Monsieur le président, messieurs les ministres, mes chers collègues, l'article 23 du projet de loi pour l'égalité des chances vise à répondre au problème des discriminations dans le secteur audiovisuel.
Cette question est tout à fait primordiale. Elle est au coeur des revendications exprimées, depuis quelques années, par l'association Averroès, pour davantage de diversité à la télévision.
Un seul chiffre : en moyenne, les Français passent trois heures trente par jour devant leur poste de télévision. C'est dire si l'audiovisuel est devenu l'outil privilégié de la transmission d'information et du débat public. Il devrait être, bien entendu, l'outil privilégié de la culture. Or une frange croissante de la population se sent désormais exclue de ce domaine, qui tient une place omniprésente dans notre société.
En effet, le fossé est grand entre la France telle qu'elle est représentée dans les médias et la France telle qu'elle est. Il y a bien peu de chances d'apercevoir un Français dit issu de l'immigration à l'antenne, à part, bien sûr, dans le rôle de l'exclu ou du délinquant, y compris, bien souvent, dans les oeuvres de fiction.
Les réussites, elles, ne sont pas aussi médiatisées, voire pas médiatisées du tout. Nous sommes pourtant bien placés ici pour savoir qu'elles existent, puisque vous n'êtes pas sans savoir que le Sénat coorganise le concours Talents des cités.
Cette vision stigmatisante est un premier facteur de frustration. Ils en ont assez d'être les sujets, ils veulent être les acteurs.
Un deuxième facteur de frustration et d'injustice est la quasi-absence ou, en tout cas, la sous-représentation des minorités dites visibles aux postes de représentation des sociétés audiovisuelles, en particulier aux postes de direction. Il y a ici une double frustration.
Un grand nombre de nos concitoyens se sentent exclus de la participation à un secteur clé de notre société, celui de l'information et de la culture. Il y a une demande de reconnaissance qui ne peut être ignorée : tous les Français, quelle que soit leur origine, ont besoin de savoir que leur participation à la vie du pays est reconnue. Pouvoir être acteur de l'audiovisuel sans distinction d'origine, de race, ou de religion, voilà une revendication partagée et légitime.

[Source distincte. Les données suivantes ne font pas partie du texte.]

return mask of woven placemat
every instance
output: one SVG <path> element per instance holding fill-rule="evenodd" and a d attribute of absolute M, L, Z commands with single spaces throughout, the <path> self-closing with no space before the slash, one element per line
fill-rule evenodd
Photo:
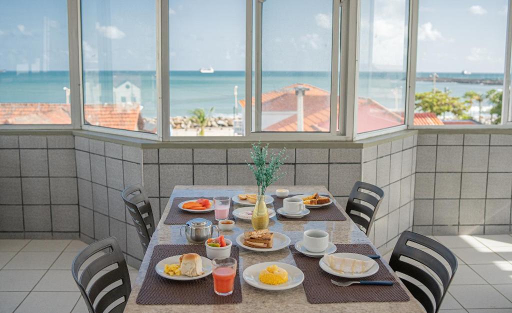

La deuxième revendication, c'est celle d'une télévision aux couleurs de la France. Imaginez-vous ce qui peut se passer dans la tête de ces gens qui ont l'impression de ne pas être représentés, d'être volontairement évincés de ce qui est censé être le reflet de la France, du pays qui est le leur ? C'est toute la question de l'identité qui est posée. Trop souvent, les médias présentent une image de la France qui laisse entendre que, pour être Français, il faut être blanc et porter le nom adéquat. J'ajoute que cette absence de visibilité des Français dits issus de l'immigration ne peut que renforcer les préjugés et les stéréotypes racistes.
Un troisième problème est l'absence flagrante de diversité culturelle et sociale, comme l'ont souligné les orateurs précédents, notamment l'absence quasi-totale des cultures d'origine à la télévision.
Ce refus d'expliquer des cultures qui sont pourtant celles de beaucoup de Français ne peut, là encore, que renforcer les incompréhensions et mettre en danger la cohésion sociale par le report, grâce au satellite, sur des chaînes communautaires, même celles qui ne véhiculent pas forcément les valeurs de la démocratie ou d'émancipation des femmes.
Inscrite à l'article 1er de notre Constitution, l'égalité de tous les citoyens sans distinction d'origine, de race ou de religion est un fondement de notre pacte républicain. Dans l'audiovisuel, comme dans beaucoup de domaines, hélas, cette égalité n'est pas réalisée en fait. L'article 23 vise à y remédier. Nous y apporterons plusieurs amendements visant à rendre cette lutte contre les discriminations plus efficace et sans concession, à faire en sorte que nos « écrans pâles », participant au changement des représentations, se mettent enfin aux couleurs de la France.